Alex Anthopoulos works very well with Billy Beane. The Toronto Blue Jays GM’s relationship with his Oakland Athletics counterpart began during his days as an assistant GM under predecessor J.P. Ricciardi, one of Beane’s best friends, and the bright, fast-talking kid quickly connected with the savvy, analytical executive. The continued growth of their rapport now gives Anthopoulos a little more leeway to throw out extra texts and emails when he wants something from the A’s. Something like Josh Donaldson.

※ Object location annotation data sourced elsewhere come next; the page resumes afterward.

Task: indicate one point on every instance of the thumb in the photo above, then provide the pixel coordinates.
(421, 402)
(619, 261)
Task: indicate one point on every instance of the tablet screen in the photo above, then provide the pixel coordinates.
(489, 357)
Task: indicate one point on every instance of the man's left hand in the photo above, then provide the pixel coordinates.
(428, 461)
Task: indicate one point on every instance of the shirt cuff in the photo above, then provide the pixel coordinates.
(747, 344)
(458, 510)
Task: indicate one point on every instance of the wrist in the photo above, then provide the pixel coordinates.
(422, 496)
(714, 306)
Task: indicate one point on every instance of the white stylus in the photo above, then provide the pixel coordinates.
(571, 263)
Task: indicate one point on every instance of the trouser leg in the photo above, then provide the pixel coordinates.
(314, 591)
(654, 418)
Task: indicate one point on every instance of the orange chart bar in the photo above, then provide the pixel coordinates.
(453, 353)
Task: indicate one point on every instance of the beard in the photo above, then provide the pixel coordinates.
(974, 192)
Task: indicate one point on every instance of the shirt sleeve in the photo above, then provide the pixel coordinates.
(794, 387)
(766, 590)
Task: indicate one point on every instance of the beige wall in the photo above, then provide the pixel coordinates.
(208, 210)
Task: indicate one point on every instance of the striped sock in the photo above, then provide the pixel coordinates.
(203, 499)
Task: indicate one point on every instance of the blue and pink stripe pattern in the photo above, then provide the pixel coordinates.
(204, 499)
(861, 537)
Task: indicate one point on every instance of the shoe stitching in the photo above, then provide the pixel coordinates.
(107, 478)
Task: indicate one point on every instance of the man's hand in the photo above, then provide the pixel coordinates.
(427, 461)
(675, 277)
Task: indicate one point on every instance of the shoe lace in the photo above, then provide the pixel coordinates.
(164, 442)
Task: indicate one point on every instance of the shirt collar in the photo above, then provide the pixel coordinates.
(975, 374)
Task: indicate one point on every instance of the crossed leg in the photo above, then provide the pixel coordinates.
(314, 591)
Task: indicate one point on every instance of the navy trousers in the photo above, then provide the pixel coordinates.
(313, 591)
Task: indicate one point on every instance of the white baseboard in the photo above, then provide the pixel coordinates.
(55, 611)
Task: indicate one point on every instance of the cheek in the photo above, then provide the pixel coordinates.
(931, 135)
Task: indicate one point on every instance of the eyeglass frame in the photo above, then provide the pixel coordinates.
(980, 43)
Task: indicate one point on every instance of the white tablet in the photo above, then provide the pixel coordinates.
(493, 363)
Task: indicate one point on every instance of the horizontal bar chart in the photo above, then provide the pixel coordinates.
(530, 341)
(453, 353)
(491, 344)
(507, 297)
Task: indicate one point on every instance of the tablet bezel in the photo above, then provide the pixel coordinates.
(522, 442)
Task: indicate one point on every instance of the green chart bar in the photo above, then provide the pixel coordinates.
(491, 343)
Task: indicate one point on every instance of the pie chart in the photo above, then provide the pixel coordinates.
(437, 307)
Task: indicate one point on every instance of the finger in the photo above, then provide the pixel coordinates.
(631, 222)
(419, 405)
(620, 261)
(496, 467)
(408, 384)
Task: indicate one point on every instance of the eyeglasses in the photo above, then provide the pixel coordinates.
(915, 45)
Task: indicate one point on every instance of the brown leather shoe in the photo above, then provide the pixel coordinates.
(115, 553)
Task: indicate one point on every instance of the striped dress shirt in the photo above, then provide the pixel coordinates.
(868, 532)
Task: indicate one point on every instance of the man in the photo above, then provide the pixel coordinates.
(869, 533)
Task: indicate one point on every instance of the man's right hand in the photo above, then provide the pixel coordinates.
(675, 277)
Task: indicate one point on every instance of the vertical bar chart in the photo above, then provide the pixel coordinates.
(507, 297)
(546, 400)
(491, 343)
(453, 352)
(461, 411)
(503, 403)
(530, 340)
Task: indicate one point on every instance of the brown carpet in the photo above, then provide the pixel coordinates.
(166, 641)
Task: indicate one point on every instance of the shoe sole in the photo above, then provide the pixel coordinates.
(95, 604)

To say their bond is the main reason why the Blue Jays were able to acquire the all-star slugger for third baseman Brett Lawrie, righty Kendall Graveman, lefty Sean Nolin and shortstop prospect Franklin Barreto would be silly. But it is worth keeping in mind that Ricciardi often bragged about Anthopoulos being able to talk a starving dog out of a steak. In prying Donaldson — the heart and soul of the Athletics for the past two years — away from Beane, that’s essentially what he did.
This is how it happened.
This story originally appeared in Sportsnet Magazine
Monday | Nov. 24
Two weeks after the GM meetings and two weeks before the winter meetings, the Blue Jays were looking for an impact bat to replace the offence lost when they traded Adam Lind to Milwaukee earlier in the off-season. Late in the evening, Anthopoulos was on the phone discussing a different matter with Beane when he again brought up Donaldson — something he’d been doing off and on since October.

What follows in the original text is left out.